Here are the basic rules for various contribution amounts:

1. Less than $250 – The charity is not required to provide the taxpayer with any documentation. The taxpayer should request a written receipt from the charity after making the contribution.

2. Contributions of $250 or more – The charity is required to provide the taxpayer with a contemporaneous written acknowledgment. The taxpayer should keep this document with his tax records in case of an audit.

3. Deductions exceeding $500 – The charity is required to provide the taxpayer with a contemporaneous written acknowledgment. In addition, the taxpayer must complete Form 8283, Noncash Charitable Contributions, Section A.
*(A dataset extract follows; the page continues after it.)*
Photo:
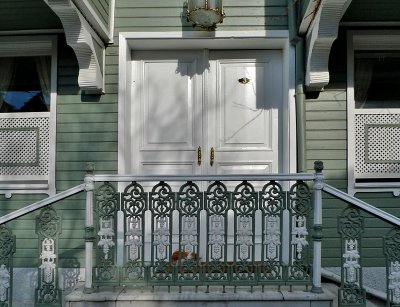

4. Deductions exceeding $5,000 – The charity is required to provide the taxpayer with a contemporaneous written acknowledgment. The taxpayer must obtain a qualified appraisal and attach a copy of the appraisal summary to the tax return. In addition, the taxpayer must complete Form 8283, Noncash Charitable Contributions, Section B.

5. Deductions exceeding $500,000 – The charity is required to provide the taxpayer with a contemporaneous written acknowledgment. The taxpayer must obtain a qualified appraisal and attach a copy of the appraisal summary to the tax return. In addition, the taxpayer must complete Form 8283, Noncash Charitable Contributions, Section B. Additional substantiation rules may apply, which is the difference between the requirements for a donation exceeding $500,000 versus one exceeding $5,000.

As you can see, as the donation amount increases, the record-keeping requirements increase. Substantiating charitable contribution deductions with good record keeping and documentation helps to avoid potential problems with the IRS should you ever get audited.